The same applies to marketing your business.
You know you need to promote your product or service just like you know you need to eat. And to make matters worse, you’re hungry for immediate results. But without a plan and a bit of self-discipline, you end up wasting time and money on garbage advertising and PR tactics that provide zero ROI and produce a pounding headache to boot. So much for your dreams of making millions. Eventually, you’ll be lucky to make payroll.
If you really want to achieve your organizational objectives, then put some time and thought into the marketing process up front. Consider what you want to accomplish at the beginning of each year. Increased sales? More memberships? Greater support for your cause? Then make those goals measurable so that you can track your progress.

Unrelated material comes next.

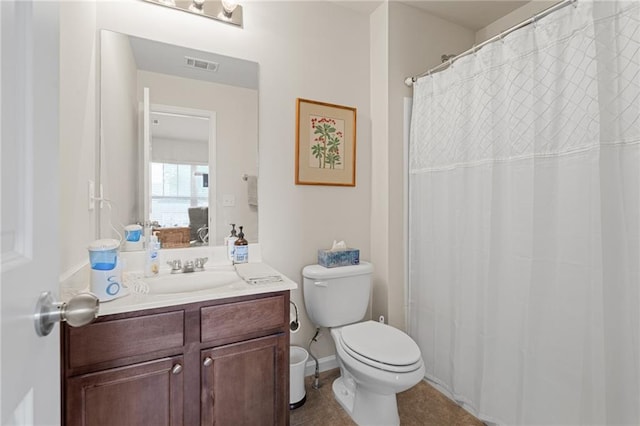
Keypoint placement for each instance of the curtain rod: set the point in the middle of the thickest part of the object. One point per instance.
(410, 80)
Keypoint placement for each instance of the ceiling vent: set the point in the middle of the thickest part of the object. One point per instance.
(201, 64)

Next, conduct a little research to determine exactly where you stand in the minds of your target audience. (Hint: Research involves actually asking people what they think of you and how you might improve. If you’re too arrogant to solicit feedback because you think you already know the answers, then you shouldn’t be in business — and you won’t be for too long.)

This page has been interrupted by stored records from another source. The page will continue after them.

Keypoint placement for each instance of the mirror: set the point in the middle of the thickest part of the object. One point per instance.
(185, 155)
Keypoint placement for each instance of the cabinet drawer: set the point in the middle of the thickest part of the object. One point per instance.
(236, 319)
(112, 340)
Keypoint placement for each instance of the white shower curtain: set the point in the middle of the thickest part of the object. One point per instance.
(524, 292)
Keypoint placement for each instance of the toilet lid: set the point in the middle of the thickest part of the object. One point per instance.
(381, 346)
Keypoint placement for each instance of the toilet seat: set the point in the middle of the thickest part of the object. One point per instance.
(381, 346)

Use the research findings to craft a campaign theme or a few key messages on which to center your marketing efforts for the coming year. Then compile a list of all the ways you can think of to capture the attention of the people who matter most to you. Print advertising, social media, earned media, special events, contests, giveaways – don’t limit the possibilities at this point.
After you’ve put everything on paper, narrow the list to include only the activities that you can realistically accomplish within your predetermined budget and time frame.
That’s it. Now just stick to the plan and measure the results.
Sound time-consuming? That’s because it is. But so is weekly meal planning, list-making and coupon-clipping. And in my humble opinion, that sure beats being a You-Hoo-drinking, Ho-ho-eating heart attack waiting to happen.